La sorpresiva visita de Edgar Ramírez a Guadalajara se convirtió en un espacio de memoria, duelo y reflexión. El actor y productor venezolano, quien llegó de manera relámpago a la ciudad para presentar Aún es de noche en Caracas, una película que considera “muy importante” a nivel personal y emocional.
“Gracias por estar aquí, sé que todo fue de última hora, como mi viaje a México”, dijo Ramírez al público antes de la proyección, visiblemente conmovido. El actor, conocido por producciones internacionales como Jungle Cruise, dejó de lado el glamour para hablar del dolor colectivo que atraviesa a su país natal.

Durante su intervención, Ramírez explicó que la cinta no sólo aborda la crisis venezolana de los últimos 25 años, sino una experiencia universal: la del desarraigo.
“Habla de lo que sucede cuando una persona se despierta y se da cuenta de que su mundo ha desaparecido por completo, cuando el país en el que nació la expulsa”, expresó.
Para el actor, esta realidad no es exclusiva de Venezuela, sino un fenómeno que se repite una y otra vez a lo largo de la historia y en distintas latitudes.
Una historia nacida de la literatura latinoamericana
Aún es de noche en Caracas está basada en la novela La hija de la española, de la escritora venezolana Karina Sainz Borgo, publicada en 2018 y convertida en un fenómeno editorial internacional.
Ramírez contó que llegó al proyecto gracias a su socio mexicano Stacy Persky, quien le compartió el libro poco después de que él se convirtiera en exiliado político.
“Yo estaba muy herido emocionalmente y sentía que no tenía la fuerza para contar una historia así”, confesó. Yo acababa de convertirme en un exilado político de mi país por mi posición frente al régimen venezolano, y me sentía muy herido en ese momento, y sentía que no tenía la fuerza emocional para contar una historia sobre el desgarro, sobre lo que había sucedido en mi país en ese momento, lo que me había sucedido a mí, y finalmente un amigo me llama y le comento, le digo, mira, me han hablado de esta novela, me parece que te parece, un amigo mío escritor venezolano, y me dijo, va a estar, esa novela es maravillosa, una novela increíble, yo creo que deberías involucrarte, y allí lo hice, me comuniqué con la escritora, me reuní con ella en Londres, y logramos los derechos de la novela para hacer la película, eso fue en el 2019″, explicó.
La película que obviamente no se pudo filmar en Venezuela, es una película en esencia mexicana.
Tras reunirse con la autora en Londres, lograron adquirir los derechos de la novela en 2019. La pandemia retrasó el proyecto, pero finalmente la película se filmó en México en 2024.


Un proyecto hecho en el exilio… y desde México
La cinta fue dirigida por Mariana Rondón y Marita Ugaz, y protagonizada por la actriz colombiana Natalia Reyes. El resto del elenco está integrado por actores venezolanos exiliados que actualmente viven en México.
“Es una película sobre el exilio hecha en el exilio”, subrayó Ramírez, quien destacó el papel de México como un país históricamente solidario con personas perseguidas.
“México una vez más se proyecta como un puerto seguro. Para mí es muy conmovedor y profundamente agradecido”.
Además, Aún es de noche en Caracas marca un hito en su carrera: es su primera película como productor, y fue realizada completamente en territorio mexicano.
Un mensaje universal más allá de Venezuela
Aunque la historia ocurre en Caracas y sigue a una mujer venezolana, Ramírez insistió en que el relato trasciende fronteras.
“Esta historia pudo haber sucedido en Alemania en los años 30, en Irán en los 70, en Ruanda o en Bosnia en los 90”, afirmó.

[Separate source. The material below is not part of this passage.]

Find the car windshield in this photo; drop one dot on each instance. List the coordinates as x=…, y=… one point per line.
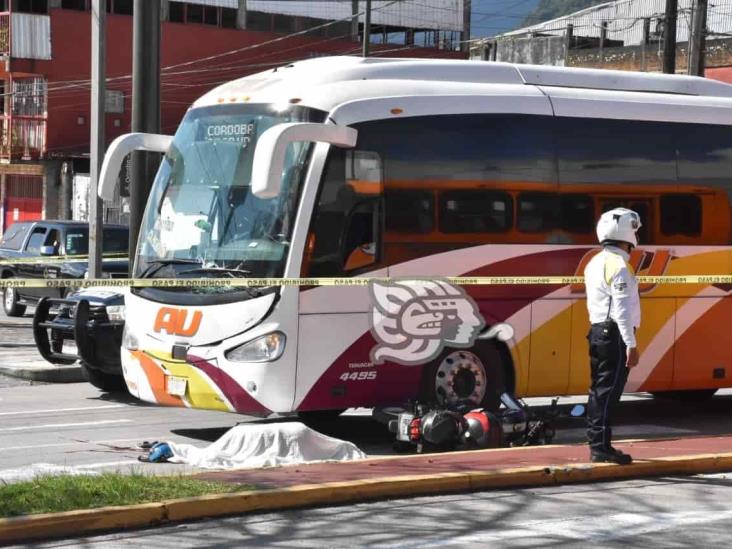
x=114, y=241
x=202, y=219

Para el actor, el cine tiene la responsabilidad de generar empatía y solidaridad, especialmente en una región como América Latina, donde las historias urgentes no faltan.
Fecha de estreno y llamado al público
Aún es de noche en Caracas se estrenará el 5 de febrero en salas de cine de toda la República Mexicana y América Latina, distribuida por Cinépolis.
Ramírez hizo un llamado especial a ver la película en pantalla grande: “No se va a colocar en streaming. Es una experiencia para vivirla en el cine”.